The latter’s photograph, which covered Ocean’s iconic 2016 album Blonde, is a centerpiece of the exhibition. It’s another way Tillmans trounces expectations of a typical museum show—these are not all blown-up celebrity Avedon portraits. In other words, “To look without fear” is the collective view of a life that also includes some famous people, but the life and the work are much more, much bigger than that. It’s refreshing that Tillmans doesn’t rely on celebrity in this show, but rather leans into the ideas and the people that inspired his earliest photographs in the first place.
Wolfgang Tillmans, installation view of “To look without fear” at The Museum of Modern Art, 2022. Photo by Emile Askey. Courtesy of The Museum of Modern Art, New York.

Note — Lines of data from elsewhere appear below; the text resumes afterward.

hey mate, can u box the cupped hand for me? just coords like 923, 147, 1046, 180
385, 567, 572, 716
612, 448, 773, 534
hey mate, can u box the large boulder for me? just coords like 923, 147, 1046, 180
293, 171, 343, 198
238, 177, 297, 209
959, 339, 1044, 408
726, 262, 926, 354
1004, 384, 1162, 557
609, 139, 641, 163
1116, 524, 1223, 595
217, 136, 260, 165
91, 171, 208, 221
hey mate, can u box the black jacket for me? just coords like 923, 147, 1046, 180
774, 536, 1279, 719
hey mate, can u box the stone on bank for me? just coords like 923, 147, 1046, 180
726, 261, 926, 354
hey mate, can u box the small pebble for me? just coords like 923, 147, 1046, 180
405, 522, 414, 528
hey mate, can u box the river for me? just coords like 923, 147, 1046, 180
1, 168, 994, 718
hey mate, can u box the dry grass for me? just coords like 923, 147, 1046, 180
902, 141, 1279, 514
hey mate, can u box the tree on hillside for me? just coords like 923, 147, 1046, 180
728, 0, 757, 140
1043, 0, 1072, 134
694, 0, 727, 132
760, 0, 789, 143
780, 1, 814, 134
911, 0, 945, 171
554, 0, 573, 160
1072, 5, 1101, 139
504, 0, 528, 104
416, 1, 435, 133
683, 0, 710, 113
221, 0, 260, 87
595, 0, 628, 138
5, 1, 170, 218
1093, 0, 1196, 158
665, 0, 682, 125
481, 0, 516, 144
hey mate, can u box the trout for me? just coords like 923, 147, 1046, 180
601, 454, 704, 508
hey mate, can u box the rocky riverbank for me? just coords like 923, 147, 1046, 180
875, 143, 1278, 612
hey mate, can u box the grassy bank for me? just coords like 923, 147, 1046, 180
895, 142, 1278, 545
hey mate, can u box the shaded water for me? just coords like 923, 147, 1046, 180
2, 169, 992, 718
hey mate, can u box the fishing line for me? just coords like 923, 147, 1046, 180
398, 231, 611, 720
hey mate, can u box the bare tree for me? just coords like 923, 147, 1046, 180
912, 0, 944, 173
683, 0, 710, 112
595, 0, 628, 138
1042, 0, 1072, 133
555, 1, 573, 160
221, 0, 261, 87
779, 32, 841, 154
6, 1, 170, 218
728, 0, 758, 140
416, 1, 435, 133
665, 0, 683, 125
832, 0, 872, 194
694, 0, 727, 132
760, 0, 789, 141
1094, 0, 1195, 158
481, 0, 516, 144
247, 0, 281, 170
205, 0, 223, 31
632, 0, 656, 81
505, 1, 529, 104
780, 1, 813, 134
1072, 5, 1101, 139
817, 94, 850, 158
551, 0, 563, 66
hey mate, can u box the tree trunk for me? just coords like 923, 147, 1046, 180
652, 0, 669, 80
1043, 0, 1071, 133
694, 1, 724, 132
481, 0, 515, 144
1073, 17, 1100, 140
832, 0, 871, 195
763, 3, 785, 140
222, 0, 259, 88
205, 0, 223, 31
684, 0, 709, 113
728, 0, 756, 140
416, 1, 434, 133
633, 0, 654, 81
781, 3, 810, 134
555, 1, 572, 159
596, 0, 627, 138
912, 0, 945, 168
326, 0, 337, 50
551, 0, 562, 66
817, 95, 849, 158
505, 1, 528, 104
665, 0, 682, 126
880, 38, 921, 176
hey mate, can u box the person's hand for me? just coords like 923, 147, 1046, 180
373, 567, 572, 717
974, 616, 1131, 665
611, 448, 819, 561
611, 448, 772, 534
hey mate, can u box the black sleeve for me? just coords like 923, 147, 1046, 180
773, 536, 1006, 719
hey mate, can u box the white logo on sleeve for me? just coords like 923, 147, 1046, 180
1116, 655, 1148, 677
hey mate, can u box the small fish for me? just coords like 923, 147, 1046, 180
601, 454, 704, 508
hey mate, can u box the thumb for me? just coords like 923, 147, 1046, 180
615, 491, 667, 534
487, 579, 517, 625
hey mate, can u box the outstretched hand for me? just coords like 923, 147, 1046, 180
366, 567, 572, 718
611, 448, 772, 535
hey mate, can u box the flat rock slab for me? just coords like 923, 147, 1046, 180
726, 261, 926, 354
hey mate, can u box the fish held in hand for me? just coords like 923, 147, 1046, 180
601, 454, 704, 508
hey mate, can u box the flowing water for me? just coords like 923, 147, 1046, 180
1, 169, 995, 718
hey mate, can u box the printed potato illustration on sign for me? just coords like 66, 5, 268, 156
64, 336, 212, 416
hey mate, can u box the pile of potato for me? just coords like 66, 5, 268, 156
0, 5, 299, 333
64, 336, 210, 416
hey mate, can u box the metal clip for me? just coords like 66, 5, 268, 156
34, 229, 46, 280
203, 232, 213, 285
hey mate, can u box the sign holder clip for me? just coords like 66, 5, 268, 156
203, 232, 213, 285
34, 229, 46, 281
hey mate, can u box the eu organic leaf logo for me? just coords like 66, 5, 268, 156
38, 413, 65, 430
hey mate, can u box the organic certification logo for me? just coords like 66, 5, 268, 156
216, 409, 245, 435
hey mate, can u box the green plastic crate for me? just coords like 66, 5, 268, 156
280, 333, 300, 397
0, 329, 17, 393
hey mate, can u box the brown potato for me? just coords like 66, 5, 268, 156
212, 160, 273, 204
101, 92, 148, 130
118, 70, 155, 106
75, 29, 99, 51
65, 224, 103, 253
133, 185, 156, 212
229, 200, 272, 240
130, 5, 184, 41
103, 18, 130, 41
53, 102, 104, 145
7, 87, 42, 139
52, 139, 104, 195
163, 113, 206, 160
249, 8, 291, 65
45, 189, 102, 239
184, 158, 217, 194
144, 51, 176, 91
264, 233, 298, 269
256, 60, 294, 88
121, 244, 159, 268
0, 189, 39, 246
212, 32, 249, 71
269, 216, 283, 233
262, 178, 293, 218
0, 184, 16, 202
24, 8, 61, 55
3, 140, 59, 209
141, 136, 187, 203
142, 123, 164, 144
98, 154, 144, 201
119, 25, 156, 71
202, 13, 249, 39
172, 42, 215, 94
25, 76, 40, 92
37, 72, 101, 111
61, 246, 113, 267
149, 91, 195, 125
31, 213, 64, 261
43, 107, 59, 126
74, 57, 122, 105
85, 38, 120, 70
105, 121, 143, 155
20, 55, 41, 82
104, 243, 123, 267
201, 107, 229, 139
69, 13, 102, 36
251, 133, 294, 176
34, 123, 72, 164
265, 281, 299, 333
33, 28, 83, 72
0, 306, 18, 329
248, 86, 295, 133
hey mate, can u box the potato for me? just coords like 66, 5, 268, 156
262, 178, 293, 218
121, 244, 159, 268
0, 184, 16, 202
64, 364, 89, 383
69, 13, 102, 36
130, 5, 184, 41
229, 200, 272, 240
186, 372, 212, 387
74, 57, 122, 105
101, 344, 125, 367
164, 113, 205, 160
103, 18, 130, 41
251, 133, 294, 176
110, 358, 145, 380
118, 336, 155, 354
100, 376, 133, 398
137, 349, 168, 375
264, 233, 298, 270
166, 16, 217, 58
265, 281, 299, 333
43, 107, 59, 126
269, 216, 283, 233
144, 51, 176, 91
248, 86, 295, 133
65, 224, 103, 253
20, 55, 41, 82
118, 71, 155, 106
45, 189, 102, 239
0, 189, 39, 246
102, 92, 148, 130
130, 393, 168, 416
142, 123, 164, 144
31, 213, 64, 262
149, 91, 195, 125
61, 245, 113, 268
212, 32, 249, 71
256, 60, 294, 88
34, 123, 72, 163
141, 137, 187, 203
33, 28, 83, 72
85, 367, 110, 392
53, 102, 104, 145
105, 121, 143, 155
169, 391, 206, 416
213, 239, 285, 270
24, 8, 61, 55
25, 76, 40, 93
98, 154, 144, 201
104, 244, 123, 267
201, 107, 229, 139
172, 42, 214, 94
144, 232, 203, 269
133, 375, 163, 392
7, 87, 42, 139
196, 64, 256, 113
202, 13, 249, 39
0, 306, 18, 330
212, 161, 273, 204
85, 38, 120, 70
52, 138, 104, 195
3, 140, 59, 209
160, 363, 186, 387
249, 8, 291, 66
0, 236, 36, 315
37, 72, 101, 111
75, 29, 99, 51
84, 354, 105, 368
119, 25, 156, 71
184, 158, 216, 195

Yet while the show fills 11 rooms, parts of it read less like a survey of Tillmans’s essential work and more like a bid to fill space. This is especially true of the gallery of disappointing digital images that includes a series made at produce trade show Fruit Logistica. The space swaps the poignancy and empathy of Tillmans’s other work for images that feel more sterile and unproductively meandering. There’s an argument to be made that this is the purpose of the digital work, the likes of which are stereotyped for their hyper-cleanliness of imagery, but the lack of soul here feels more banal than contemplative.
Wolfgang Tillmans, wake, 2001. Courtesy of the artist; David Zwirner, New York / Hong Kong; Galerie Buchholz, Berlin / Cologne; and Maureen Paley, London.
The final portion of the exhibition, the 2001 installation Science Fiction/Hier und jetzt zufrieden sein that Tillmans made with sculptor Isa Genzken, features his photograph wake, depicting the day after the massive party Tillmans threw to commemorate the closing of his first London studio. It’s the perfect way to end the show: The photograph asks us to look at ourselves as we cross into this moment, even if only in spirit. We are also now the insider and the outsider.
Despite being made over 20 years ago, before everyone had a camera in their pocket, wake is presented among a cascade of mirrors ripe for selfies, allowing viewers to capture themselves and their own ephemerality even if Tillmans can’t. It’s a smart addition that centers the work in the here and now, adding to it a certain timelessness. And while not everything in the exhibition is a hit, it’s clear that in his artistic explorations, Tillmans certainly accomplishes his own directive of thinking, creating, living, and looking without fear.